A time tunnel effect is displayed at Guizhou province's big data demonstration center in Guiyang. (Photo/Xinhua)
Provincial Party chief says data-based growth integrated with real economy
Mountainous Guizhou province has become a magnet for investment after recently eradicating some of the country's most entrenched poverty and embarking on a greener development path, its Party chief said on Thursday.
All the 9.23 million poor people in rural parts of the province in 2012 had shaken off that plight by the end of last year, with almost 2 million of them moved out of isolated mountain villages, Shen Yiqin, Guizhou's Party secretary, told a news conference in Beijing.
She said the province's GDP reached 1.78 trillion yuan ($276 billion) last year, placing it 20th out of 31 provincial-level regions, up from 26th nine years ago. Its per capita GDP climbed from last place to 25th over the same period.
"Today's Guizhou has ripped off the poverty label attached to it for thousands of years and is marching toward common prosperity," Shen said.
Underpinning the progress has been the rapid expansion of infrastructure such as roads and bridges.
Shen said the province was a front-runner among western regions in bringing highways to all its counties and now has a sprawling high-speed railway network connecting it to major city clusters around Beijing, Shanghai, Chongqing and Guangzhou, Guangdong province.
The province's expressway network now extends more than 7,600 kilometers, and it is home to more than half of the world's highest bridges.
The developments have given it an advantageous position in opening up to the outside, Shen said.

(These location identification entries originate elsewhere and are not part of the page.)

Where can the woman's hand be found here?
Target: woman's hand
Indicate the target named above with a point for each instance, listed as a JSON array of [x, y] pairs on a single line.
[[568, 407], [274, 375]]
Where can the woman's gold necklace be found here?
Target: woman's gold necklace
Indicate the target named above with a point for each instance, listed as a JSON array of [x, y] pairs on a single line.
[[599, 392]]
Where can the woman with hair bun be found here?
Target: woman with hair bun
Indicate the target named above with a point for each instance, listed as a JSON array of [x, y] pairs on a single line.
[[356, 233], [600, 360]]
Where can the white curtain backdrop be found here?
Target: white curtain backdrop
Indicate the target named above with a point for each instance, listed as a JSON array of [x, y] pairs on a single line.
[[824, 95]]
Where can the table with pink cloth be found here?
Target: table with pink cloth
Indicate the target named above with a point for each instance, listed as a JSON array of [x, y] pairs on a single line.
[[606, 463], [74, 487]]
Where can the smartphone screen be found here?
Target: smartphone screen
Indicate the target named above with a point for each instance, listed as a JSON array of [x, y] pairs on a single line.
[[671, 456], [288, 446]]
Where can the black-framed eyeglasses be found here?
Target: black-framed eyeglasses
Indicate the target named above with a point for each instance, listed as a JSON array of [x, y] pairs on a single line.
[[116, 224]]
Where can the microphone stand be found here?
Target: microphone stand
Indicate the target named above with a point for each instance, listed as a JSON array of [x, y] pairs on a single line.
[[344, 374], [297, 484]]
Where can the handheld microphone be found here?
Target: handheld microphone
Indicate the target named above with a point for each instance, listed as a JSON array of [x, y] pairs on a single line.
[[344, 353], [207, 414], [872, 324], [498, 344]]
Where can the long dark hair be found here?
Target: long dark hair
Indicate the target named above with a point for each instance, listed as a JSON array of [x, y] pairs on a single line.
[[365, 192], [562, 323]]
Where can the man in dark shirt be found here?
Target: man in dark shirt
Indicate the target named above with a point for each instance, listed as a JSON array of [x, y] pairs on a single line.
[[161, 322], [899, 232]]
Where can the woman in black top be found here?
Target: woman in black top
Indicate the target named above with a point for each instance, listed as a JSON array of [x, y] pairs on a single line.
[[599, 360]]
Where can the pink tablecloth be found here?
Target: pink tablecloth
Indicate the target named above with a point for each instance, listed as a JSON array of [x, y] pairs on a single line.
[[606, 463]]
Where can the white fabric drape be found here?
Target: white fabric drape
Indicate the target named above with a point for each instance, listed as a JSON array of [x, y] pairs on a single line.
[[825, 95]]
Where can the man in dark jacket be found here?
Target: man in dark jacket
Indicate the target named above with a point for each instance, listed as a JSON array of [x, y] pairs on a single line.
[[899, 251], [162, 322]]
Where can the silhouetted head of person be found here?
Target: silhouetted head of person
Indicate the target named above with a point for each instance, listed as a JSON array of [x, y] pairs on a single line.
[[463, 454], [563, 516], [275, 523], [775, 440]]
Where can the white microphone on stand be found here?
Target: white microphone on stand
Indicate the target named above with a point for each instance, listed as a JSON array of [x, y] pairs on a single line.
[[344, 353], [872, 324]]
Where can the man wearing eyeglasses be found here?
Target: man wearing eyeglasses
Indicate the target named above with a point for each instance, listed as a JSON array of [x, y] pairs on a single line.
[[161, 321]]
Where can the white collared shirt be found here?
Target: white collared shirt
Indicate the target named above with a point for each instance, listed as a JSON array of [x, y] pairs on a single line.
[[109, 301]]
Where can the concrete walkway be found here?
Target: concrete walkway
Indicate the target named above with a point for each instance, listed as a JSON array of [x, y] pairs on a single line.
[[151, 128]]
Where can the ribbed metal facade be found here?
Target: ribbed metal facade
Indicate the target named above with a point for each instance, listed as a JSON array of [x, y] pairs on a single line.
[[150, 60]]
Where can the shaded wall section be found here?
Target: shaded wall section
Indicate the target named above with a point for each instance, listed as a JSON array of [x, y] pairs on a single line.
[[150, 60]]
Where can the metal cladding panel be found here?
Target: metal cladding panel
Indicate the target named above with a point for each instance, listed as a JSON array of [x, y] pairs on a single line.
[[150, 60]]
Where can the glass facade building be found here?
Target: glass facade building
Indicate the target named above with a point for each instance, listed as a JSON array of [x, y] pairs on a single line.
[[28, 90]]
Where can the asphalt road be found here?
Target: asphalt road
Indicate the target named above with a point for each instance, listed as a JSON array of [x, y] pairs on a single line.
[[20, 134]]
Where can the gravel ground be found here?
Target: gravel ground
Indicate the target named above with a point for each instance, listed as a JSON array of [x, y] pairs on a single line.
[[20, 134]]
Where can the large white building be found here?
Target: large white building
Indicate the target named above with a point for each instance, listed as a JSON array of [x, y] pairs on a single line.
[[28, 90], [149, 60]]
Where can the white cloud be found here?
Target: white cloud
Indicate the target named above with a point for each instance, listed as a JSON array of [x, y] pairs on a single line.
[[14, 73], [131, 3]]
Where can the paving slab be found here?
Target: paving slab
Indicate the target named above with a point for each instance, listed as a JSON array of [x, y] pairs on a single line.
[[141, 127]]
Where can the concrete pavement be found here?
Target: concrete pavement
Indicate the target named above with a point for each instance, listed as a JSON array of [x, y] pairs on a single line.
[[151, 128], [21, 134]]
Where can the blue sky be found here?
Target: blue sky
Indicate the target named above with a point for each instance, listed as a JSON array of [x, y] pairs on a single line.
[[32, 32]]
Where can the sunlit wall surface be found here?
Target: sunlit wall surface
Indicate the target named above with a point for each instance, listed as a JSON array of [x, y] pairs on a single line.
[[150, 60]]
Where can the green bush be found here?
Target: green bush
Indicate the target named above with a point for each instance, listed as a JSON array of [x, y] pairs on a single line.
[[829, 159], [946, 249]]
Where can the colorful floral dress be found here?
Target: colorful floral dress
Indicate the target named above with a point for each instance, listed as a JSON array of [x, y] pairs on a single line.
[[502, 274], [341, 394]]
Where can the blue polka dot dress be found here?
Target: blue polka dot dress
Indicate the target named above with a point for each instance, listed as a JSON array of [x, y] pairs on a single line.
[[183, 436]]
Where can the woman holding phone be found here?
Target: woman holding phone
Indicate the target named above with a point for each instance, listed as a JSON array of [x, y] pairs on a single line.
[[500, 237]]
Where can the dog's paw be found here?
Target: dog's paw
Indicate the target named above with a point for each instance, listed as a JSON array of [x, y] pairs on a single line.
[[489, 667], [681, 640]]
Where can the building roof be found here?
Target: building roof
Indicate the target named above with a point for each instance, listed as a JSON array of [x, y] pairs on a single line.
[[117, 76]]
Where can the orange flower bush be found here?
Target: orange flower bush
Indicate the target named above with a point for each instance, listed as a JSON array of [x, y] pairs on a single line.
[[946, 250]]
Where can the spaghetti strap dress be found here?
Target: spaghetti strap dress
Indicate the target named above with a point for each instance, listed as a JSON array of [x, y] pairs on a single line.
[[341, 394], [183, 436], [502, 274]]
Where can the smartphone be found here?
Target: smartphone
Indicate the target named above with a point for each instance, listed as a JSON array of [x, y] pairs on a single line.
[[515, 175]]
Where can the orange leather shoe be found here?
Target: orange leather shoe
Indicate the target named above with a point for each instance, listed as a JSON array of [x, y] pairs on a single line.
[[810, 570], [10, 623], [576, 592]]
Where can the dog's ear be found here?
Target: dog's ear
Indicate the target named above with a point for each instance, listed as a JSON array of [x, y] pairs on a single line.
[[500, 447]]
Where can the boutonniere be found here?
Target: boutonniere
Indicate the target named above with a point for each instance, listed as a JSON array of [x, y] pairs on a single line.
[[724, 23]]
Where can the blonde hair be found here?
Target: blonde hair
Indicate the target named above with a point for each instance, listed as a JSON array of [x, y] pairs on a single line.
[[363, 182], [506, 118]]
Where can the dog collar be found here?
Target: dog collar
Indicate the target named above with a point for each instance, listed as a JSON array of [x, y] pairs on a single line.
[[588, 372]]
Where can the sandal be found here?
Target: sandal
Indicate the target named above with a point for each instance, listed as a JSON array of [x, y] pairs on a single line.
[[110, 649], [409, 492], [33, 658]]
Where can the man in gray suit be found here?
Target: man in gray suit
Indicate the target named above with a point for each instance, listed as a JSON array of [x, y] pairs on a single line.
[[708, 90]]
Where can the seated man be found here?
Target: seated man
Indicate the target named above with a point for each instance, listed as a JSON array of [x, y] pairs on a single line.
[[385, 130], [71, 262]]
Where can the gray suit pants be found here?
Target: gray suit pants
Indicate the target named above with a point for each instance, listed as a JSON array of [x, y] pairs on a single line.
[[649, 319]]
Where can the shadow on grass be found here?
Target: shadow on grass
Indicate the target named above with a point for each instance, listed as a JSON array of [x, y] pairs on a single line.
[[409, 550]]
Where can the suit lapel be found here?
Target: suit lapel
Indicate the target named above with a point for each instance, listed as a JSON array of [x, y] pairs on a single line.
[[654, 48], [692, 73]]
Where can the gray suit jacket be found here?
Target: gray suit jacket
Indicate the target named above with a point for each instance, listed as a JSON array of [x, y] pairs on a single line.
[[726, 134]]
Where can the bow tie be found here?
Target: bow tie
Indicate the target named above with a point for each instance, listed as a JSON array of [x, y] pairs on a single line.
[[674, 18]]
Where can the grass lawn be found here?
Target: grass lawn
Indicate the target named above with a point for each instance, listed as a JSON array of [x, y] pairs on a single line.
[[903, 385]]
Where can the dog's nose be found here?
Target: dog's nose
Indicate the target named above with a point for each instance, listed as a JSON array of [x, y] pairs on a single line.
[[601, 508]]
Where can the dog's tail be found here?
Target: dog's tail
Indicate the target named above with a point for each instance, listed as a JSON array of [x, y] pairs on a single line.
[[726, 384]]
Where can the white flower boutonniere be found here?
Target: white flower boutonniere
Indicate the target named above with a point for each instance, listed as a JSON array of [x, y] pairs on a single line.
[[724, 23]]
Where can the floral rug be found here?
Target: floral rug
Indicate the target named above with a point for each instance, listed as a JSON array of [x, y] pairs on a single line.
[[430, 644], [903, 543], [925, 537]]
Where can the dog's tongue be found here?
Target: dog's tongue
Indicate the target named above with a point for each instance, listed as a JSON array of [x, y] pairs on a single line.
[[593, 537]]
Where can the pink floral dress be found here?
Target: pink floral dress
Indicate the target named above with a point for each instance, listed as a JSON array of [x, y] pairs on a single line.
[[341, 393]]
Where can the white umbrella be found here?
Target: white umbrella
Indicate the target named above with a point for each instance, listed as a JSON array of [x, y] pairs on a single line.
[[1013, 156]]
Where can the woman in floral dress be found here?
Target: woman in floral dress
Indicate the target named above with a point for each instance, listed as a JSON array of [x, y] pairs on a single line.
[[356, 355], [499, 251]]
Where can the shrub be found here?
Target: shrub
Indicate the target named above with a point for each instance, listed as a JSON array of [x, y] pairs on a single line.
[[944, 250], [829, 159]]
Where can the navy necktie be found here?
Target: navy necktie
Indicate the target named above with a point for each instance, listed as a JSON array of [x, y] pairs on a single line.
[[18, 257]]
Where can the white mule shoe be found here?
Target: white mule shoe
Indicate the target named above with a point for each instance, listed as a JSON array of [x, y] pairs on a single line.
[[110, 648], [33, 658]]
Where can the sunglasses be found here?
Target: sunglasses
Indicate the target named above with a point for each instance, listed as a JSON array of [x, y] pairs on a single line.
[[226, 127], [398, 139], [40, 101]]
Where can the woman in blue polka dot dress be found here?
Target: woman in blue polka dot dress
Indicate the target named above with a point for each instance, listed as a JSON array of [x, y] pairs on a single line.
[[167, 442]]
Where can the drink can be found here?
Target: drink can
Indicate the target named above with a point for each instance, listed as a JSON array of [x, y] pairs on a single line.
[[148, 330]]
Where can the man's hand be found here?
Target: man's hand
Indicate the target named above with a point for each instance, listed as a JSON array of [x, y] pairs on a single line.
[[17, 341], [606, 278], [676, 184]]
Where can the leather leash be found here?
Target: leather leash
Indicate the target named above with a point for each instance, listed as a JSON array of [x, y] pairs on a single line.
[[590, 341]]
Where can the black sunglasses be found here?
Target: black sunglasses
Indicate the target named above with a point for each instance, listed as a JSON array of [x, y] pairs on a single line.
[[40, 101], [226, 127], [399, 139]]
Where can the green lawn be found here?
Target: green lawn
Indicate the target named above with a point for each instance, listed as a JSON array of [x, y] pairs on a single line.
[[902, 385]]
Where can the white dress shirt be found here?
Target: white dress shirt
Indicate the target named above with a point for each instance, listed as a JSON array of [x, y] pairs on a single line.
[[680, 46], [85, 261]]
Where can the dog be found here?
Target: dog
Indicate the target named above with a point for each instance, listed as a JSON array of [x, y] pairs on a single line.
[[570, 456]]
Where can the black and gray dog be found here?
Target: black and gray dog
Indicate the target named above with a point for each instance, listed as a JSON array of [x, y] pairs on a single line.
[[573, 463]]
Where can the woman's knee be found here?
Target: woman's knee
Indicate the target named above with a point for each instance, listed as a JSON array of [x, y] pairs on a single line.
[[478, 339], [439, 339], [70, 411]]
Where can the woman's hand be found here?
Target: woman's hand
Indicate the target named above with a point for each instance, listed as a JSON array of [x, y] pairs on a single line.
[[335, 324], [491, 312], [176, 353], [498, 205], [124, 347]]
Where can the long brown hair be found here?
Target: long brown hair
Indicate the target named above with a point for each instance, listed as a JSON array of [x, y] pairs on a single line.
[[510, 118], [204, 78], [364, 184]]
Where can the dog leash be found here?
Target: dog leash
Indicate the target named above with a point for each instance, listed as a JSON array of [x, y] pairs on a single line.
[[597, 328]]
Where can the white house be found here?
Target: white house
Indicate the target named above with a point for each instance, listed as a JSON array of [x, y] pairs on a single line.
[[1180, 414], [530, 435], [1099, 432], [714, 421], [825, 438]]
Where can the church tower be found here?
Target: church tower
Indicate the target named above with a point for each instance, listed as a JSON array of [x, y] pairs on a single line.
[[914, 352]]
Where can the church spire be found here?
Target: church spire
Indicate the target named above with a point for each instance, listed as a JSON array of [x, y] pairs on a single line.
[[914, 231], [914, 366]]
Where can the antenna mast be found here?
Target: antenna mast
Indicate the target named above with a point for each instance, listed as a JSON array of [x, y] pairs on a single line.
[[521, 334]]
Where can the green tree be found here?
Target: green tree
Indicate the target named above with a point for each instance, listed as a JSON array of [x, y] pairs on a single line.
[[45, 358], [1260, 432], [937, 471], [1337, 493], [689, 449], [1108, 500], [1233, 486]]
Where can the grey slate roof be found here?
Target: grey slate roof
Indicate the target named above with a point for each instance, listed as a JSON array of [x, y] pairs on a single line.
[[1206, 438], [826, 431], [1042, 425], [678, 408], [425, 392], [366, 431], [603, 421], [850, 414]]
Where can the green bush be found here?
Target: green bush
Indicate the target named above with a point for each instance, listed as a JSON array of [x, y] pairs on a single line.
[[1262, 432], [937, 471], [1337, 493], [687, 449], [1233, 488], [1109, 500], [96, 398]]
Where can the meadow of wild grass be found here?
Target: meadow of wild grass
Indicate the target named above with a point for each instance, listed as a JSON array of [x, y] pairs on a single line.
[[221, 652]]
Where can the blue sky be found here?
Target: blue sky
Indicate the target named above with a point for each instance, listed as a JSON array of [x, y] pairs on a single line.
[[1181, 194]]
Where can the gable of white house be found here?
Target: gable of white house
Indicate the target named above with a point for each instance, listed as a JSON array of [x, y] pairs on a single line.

Guiyang, the provincial capital-where tech firm Apple stores its Chinese user data-has in recent years become home to some world-class data storage centers, bolstering the local economy.
Shen said data-based growth has achieved "profound integration" with the province's real economy.
Lu Yongzheng, head of the province's publicity department, said Guizhou has attracted investments from 26 foreign enterprises that rank among the world's top 500 companies.
He added that while protecting data security and privacy, the provincial authorities will also open up public data in an effort to promote the development of the data industry.
Lu said the province will continue to protect user data and privacy "as it has always done", and has invited domestic and foreign enterprises to "sail the blue sea of data", share the data dividend and together build a community of shared future for humanity.
The province rolled out the nation's first local law on big data administration in 2016, and has unveiled other regulations governing data collection, sharing and security, he said.